La loi anti casseur

Par mardi 29 janvier 2019 Permalink 5

Comme dans tous les régimes qui tendent vers le totalitarisme, l’hypertrophie du pouvoir exécutif se constate. La loi anti casseur est encore un bon exemple. Sur l’ordre d’Edouard Philippe, les députés godillots de LREM vont voter ce qui est devenu un projet de loi alors qu’au départ le texte venait d’un député LR choqué par la violence à Notre Dame Des Landes. Les opposants élus vont pousser des hauts cris inutilement face à l’extrême durcissement du texte. La commission des lois à l’assemblée va voir les articles qu’elle a retoqués réapparaître sous une autre forme.
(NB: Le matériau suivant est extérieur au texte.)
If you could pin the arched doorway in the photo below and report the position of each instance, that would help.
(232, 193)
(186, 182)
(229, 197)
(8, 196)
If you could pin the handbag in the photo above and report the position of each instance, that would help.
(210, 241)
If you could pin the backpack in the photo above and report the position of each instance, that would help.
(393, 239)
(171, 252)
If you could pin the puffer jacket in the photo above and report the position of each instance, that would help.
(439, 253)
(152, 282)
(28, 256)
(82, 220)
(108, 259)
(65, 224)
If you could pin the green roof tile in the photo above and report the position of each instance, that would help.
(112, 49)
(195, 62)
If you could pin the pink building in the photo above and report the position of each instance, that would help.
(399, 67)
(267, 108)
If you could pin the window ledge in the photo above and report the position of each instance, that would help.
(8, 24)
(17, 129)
Le pouvoir judiciaire est squeezé au profit des préfets qui sont les agents du gouvernement dans les départements et les régions.

Après ce terrible constat sur la forme, le fond n’est pas meilleur.
-Le droit de manifester en prend un sacré coup vu qu’il sera soumis à la discrétion de l’autorité administrative qui fichera les contestataires dont elle ne veut pas.
-Ce que le gouvernement ose appeler un principe de casseur payeur implique que toute personne ayant été condamnée dans le cadre de sa participation à une manifestation pourrait se voir réclamer la facture de dégradations commises même s’il n’en est pas responsable. Ah! La post-rhétorique gouvernementale!
-Toute personne participant à une manifestation non déclarée, spontanée ne risque plus une simple contravention mais tombe sous le coup d’un délit. Cette présence devient donc passible de la correctionnelle avec une peine de prison de 10 ans et une amende de 3750 €. Les Gilets Jaunes sur les rond points n’ont qu’à bien se tenir!
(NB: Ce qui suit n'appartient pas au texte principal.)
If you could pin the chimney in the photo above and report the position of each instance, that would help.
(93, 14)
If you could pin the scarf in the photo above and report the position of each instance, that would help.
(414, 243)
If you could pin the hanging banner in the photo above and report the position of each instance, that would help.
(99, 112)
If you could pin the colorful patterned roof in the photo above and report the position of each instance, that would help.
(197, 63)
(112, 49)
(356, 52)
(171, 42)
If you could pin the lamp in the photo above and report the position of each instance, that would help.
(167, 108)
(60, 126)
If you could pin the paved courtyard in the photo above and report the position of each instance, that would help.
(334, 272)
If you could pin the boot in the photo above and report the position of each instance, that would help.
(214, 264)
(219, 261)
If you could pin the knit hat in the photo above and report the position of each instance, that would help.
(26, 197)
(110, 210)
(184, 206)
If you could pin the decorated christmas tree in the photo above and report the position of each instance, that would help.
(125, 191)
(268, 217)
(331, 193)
Les médias officiels répètent pour que la population s’en convainque, que nous vivons en démocratie. Ils sentent bien qu’il faut le dire et que l’affirmation ne va plus de soi. Et évidemment, le pouvoir de l’argent a remplacé celui du peuple à qui il ne reste qu’un pouvoir de dire non qui n’est en plus pour le moment guère suivi de conséquences. Mais ce pouvoir semble encore de trop. La loi anti casseur vient le rabioter.